Я устал до такой степени, что, когда ночью нас опять начали обстреливать с воздуха, я проснулся, только когда кто-то над ухом выстрелил и открылась отчаянная стрельба в небо. Поднялась паника. Машины ехали куда-то между деревьями, натыкались одна на другую, на деревья, разбивались, ломались. Над горизонтом то и дело повисали осветительные ракеты и слышались далекие взрывы бомб.
Мой водитель хотел было рвануться вслед за другими, но я удержал его, решив не выезжать из лесу, пока не прекратится паника.
Через полчаса в лесу стало тише. Машины уехали, люди убежали. Я сел в нашу пятитонку и стал пробираться к дороге. Выехав на опушку и оставив там водителя с машиной, вышел на дорогу и наткнулся на группу из четырех или пяти людей, которые разговаривали с человеком, одетым в штатское, — требовали у него документы. Он отвечал, что документов у него нет. Они требовали еще настойчивее, тогда он дрожащим злым голосом крикнул: «Документы вам? Все Гитлера ловите! Все равно вам его не поймать!» Военный, стоявший рядом со мной, молча поднял наган и выстрелил. Штатский согнулся и упал.
Не знаю, может быть, это и был агент, диверсант, но скорей всего — просто какой-нибудь мобилизованный, доведенный до отчаяния трехдневными мытарствами на дорогах в поисках своего призывного пункта.
Едва он упал, как над нашими головами загорелась ослепительная белая ракета и сразу же шагах в сорока грохнула бомба. Я упал в кусты. Потом грохнуло еще раз и еще — уже дальше. Я поднялся. Рядом со мной лежали застреленный и около него — почти на нем — убитый осколком бомбы военный, один из только что стоявших здесь. А больше никого не было, все разбежались.
Я вернулся в лес. Мой шофер лежал под машиной, головой под мотор. Выехав с ним на дорогу, мы узнали у проходивших военных, что всем приказано отойти назад километров на семь, туда, где через лес идет просека.

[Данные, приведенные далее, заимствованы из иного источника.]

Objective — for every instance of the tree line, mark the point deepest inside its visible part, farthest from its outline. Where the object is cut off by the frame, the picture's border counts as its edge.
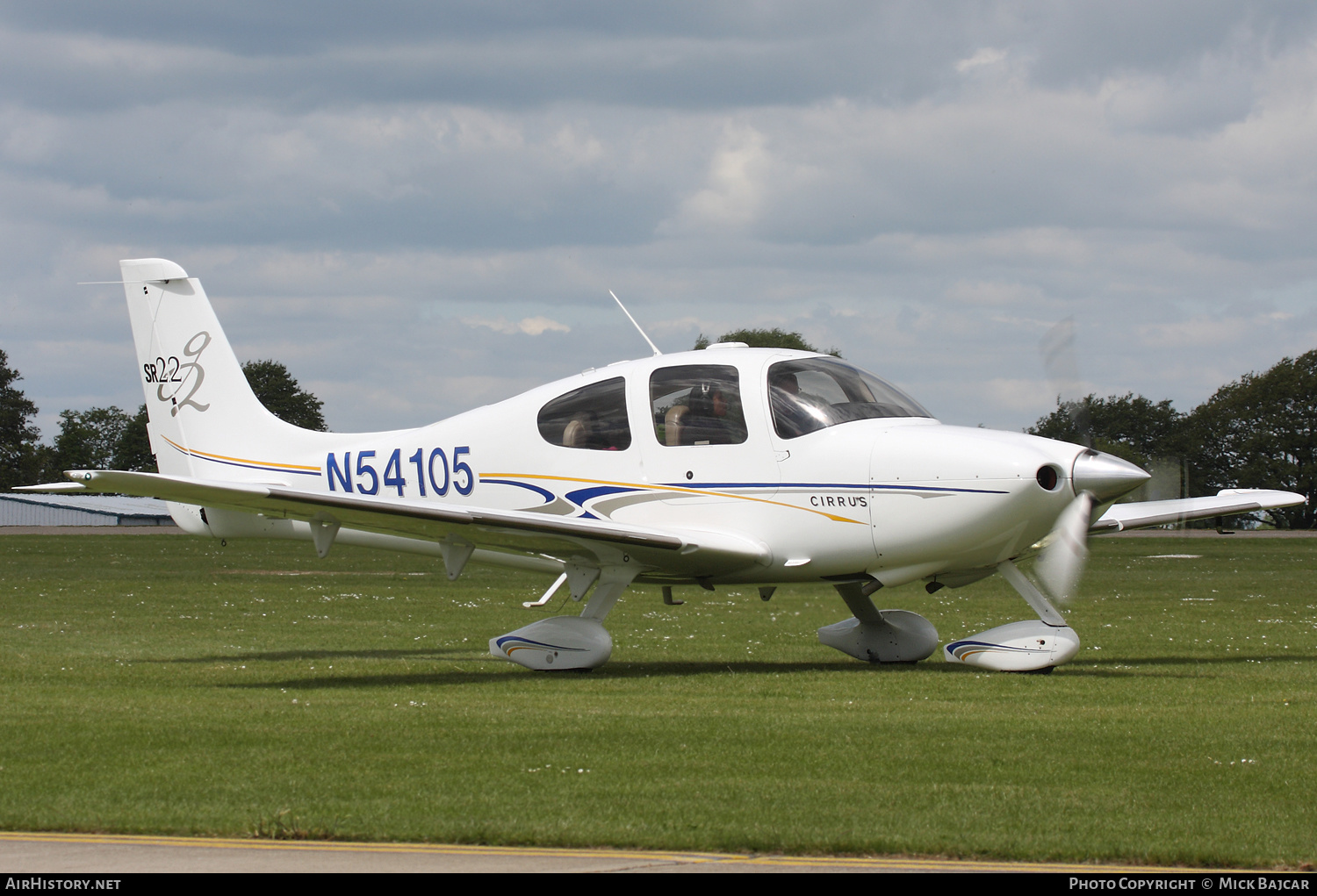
(1256, 432)
(110, 439)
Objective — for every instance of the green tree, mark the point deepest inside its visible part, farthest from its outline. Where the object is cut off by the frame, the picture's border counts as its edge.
(1259, 434)
(87, 439)
(1129, 426)
(774, 339)
(133, 448)
(18, 434)
(282, 397)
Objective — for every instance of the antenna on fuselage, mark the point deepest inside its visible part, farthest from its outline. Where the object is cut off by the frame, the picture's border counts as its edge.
(634, 323)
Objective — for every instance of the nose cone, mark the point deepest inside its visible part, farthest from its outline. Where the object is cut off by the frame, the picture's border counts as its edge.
(1105, 475)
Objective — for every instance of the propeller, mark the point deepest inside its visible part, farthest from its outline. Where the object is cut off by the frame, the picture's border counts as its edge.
(1066, 550)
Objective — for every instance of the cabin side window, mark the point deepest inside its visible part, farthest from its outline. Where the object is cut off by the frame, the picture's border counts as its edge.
(590, 418)
(697, 405)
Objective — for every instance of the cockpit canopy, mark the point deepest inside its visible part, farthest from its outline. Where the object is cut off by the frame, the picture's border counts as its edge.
(813, 394)
(702, 405)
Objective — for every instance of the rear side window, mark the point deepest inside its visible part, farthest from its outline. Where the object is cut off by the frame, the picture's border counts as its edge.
(697, 405)
(592, 418)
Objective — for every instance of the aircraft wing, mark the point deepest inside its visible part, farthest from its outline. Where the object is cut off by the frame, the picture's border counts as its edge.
(1227, 501)
(703, 553)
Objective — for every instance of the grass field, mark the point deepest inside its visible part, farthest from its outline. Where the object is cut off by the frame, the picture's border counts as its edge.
(168, 685)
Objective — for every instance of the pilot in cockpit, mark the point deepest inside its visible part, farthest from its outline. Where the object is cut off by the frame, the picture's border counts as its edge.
(708, 420)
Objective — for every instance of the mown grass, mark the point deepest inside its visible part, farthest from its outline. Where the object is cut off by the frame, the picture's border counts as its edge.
(168, 685)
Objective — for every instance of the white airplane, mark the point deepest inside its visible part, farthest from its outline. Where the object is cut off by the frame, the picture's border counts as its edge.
(714, 467)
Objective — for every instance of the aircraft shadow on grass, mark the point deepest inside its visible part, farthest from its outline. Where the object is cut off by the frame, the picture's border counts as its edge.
(286, 656)
(460, 677)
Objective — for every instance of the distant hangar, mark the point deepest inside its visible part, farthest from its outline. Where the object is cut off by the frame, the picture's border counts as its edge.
(82, 511)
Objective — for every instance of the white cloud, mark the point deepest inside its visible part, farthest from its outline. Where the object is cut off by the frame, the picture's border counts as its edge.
(529, 326)
(984, 57)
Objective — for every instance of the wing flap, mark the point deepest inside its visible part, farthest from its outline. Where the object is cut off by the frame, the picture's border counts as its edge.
(1225, 503)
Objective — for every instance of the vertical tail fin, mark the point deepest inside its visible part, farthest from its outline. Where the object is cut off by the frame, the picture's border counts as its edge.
(198, 399)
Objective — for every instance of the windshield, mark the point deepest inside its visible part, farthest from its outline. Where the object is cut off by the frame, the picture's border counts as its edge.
(814, 394)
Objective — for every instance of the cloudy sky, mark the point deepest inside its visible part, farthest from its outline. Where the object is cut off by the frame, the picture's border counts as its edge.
(419, 207)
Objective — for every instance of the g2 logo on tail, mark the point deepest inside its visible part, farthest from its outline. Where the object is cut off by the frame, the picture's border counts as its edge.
(173, 376)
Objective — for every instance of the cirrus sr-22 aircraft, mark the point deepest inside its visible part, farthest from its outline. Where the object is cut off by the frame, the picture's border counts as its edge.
(723, 466)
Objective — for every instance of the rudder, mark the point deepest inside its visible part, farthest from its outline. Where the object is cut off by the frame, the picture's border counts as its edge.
(198, 399)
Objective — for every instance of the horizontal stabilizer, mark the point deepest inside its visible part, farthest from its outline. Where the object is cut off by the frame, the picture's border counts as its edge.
(1227, 501)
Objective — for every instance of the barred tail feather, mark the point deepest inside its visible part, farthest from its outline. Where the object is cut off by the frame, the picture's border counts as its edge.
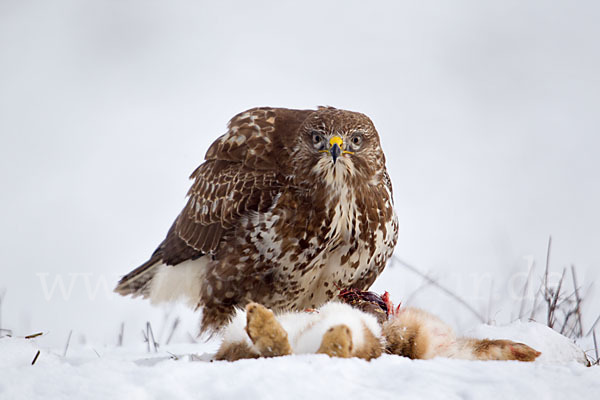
(137, 282)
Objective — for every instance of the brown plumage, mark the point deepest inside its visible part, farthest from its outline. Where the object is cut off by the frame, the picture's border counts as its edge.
(288, 205)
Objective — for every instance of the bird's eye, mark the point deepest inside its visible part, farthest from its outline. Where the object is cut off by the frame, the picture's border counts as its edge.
(317, 138)
(356, 140)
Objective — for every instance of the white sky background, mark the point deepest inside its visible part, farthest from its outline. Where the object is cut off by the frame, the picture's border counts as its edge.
(488, 112)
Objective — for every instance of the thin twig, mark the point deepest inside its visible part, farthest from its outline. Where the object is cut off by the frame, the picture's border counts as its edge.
(443, 289)
(596, 349)
(1, 301)
(525, 288)
(593, 326)
(173, 328)
(552, 300)
(67, 345)
(578, 299)
(547, 265)
(150, 336)
(490, 302)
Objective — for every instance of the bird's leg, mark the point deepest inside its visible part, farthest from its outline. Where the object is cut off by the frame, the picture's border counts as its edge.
(337, 342)
(268, 336)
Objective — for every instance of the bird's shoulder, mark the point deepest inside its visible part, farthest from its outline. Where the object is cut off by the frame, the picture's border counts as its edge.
(260, 138)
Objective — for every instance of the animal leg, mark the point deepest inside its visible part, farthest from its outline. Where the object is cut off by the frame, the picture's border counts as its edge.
(337, 342)
(487, 349)
(267, 334)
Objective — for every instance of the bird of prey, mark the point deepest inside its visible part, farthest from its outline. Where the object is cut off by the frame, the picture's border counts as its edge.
(288, 207)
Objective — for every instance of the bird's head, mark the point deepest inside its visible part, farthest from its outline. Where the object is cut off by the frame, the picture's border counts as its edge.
(336, 146)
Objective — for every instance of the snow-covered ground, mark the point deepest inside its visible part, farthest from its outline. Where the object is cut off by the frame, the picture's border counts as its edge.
(488, 116)
(186, 372)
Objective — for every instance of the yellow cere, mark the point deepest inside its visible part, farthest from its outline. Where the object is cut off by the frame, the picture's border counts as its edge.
(336, 140)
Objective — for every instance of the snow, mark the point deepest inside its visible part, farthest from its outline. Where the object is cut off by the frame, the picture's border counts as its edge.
(555, 347)
(174, 372)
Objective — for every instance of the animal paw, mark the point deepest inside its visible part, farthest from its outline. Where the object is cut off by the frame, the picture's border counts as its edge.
(267, 334)
(337, 342)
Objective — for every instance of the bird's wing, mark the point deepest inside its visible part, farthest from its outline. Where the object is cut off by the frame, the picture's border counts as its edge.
(242, 173)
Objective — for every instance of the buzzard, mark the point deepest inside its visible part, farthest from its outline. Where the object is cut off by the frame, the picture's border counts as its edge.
(288, 207)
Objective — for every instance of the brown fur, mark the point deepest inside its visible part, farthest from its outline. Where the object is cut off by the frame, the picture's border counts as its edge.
(487, 349)
(413, 333)
(372, 347)
(405, 337)
(235, 351)
(337, 342)
(269, 338)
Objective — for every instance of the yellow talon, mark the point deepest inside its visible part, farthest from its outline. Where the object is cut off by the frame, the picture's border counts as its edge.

На лесной дороге было темно. Я шел перед машиной, чтобы не дать ей врезаться в деревья. Когда рассвело, мы подъехали к опушке леса, где чуть ли не за каждым деревом стояли машины. Люди рыли окопы и щели.
Я оставил машину в лесу, рядом с другими машинами, а сам пошел искать какое-нибудь начальство. Мне указали как на старшего на корпусного комиссара Сусайкова. Он стоял на лесной дороге — молодой небритый человек в надвинутой на глаза пилотке, в красноармейской шинели, накинутой на плечи, и почему-то с лопатой в руках. Я подошел к нему и по своей все еще не выветрившейся наивности спросил, где редакция газеты, в которой я мог бы работать, потому что я писатель и направлен в армейскую газету.
Он посмотрел на меня отсутствующим взглядом и сказал равнодушно:
— Разве вы не видите, что делается? Какая газета?!
Я сказал, что мне надо явиться в штаб фронта, в политуправление. Он покачал головой. Он не знал, где штаб фронта,6 и вообще он ровно ничего не знал, так же как и все находившиеся вместе с нами в этом лесу.
В семь, когда солнце уже поднялось высоко, немцы снова начали бомбить и обстреливать это место. Приходилось ложиться, вставать, опять ложиться, опять вставать. Во время одного из таких лежаний я увидел прокурора. Оказывается, он лежал рядом со мной.
— Что ты делаешь? — спросил он меня.
Я сказал, что пока ничего.
— Ну, тогда будешь работать у нас, хорошо?
Он спросил потому, что в те дни все только спрашивали и уговаривали. Никто не приказывал. Я сказал: хорошо — и подсел к той кучке людей, которая пыталась здесь организовать военную прокуратуру. Кроме прокурора, тут был какой-то политрук с авиационными петлицами и еще несколько человек.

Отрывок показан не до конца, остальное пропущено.